Study Title: Early Serum Protein Clonal Dynamics and Competition Precede Monoclonal Gammopathy of Undetermined Significance and Multiple Myeloma Years Before Diagnosis
Oral Abstract Number: 3279
Session: 651. Multiple Myeloma and Plasma Cell Dyscrasias: Basic and Translational: Poster II
Hematology Disease Topics & Pathways: Research, Fundamental Science, Translational Research
Presenting and First Author: Sabine Allam, MD
Senior Author: Irene Ghobrial, MD
Novel Tool Improves Predictions for Smoldering Multiple Myeloma
Dana-Farber investigators developed a tool called PANGEA 2.0 that improves stratification of patients with smoldering multiple myeloma based on their risk of progression to overt multiple myeloma. The model was created and validated using clinical data from 1,431 participants diagnosed with smoldering multiple myeloma at four international sites including Dana-Farber, National and Kapodistrian University of Athens, Greece, University College London, UK, and University of Navarra, Spain. The team compared the disease trajectory predicted by PANGEA 2.0 with that predicted by 20/2/20, the current gold standard for stratification of patients with smoldering multiple myeloma. PANGEA 2.0 improved risk predictions made by 20/2/20, particularly for patients with evolving biomarker values. The team advocates for adding the PANGEA 2.0 trajectories to collaborative international studies.

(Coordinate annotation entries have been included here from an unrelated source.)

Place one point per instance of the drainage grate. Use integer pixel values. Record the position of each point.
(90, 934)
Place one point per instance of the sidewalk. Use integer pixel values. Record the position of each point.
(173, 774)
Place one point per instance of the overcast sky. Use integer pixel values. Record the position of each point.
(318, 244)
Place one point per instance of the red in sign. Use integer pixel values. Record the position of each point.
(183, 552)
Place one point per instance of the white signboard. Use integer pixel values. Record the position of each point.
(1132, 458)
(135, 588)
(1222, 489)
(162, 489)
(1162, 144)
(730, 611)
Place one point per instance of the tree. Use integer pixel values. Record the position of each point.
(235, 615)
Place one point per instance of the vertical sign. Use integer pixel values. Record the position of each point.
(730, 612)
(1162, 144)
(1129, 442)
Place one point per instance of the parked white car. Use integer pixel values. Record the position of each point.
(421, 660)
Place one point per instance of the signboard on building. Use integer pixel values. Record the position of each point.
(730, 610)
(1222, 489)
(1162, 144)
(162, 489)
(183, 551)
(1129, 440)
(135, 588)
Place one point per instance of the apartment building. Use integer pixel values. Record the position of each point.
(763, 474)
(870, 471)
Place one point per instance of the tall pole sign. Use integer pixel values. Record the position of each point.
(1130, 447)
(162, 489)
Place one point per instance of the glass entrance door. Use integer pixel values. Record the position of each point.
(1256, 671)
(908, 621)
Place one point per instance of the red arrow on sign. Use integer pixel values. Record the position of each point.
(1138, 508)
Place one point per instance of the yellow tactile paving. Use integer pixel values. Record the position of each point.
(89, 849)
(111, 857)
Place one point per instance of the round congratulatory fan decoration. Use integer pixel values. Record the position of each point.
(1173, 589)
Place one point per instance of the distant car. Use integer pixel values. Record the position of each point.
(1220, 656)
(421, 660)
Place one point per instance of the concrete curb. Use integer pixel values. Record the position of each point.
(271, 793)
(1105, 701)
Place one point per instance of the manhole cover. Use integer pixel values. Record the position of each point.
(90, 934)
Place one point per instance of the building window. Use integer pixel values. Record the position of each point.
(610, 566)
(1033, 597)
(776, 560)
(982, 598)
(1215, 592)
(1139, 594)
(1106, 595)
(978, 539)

Study Title: Improved Risk Stratification of Smoldering Multiple Myeloma (SMM) Using Trajectory Data in the Pangea 2.0 Model: A Multicenter Study in 1,431 Participants
Oral Abstract Number: 1017
Session: 652. MGUS, Amyloidosis, and Other Non-Myeloma Plasma Cell Dyscrasias: Clinical and Epidemiological: Genes, Cells and Algorithms: Novel Methods of Predicting Progression in MGUS and SMM
Hematology Disease Topics & Pathways: Research, Clinical Research, Plasma Cell Disorders, Bioinformatics, Diseases, Lymphoid Malignancies, Technology and Procedures
Presenting and First Author: Floris Chabrun, PhD, PharmD
Senior Author: Irene Ghobrial, MD
These findings are among more than 100 studies presented at ASH that are led by Dana-Farber-affiliated researchers.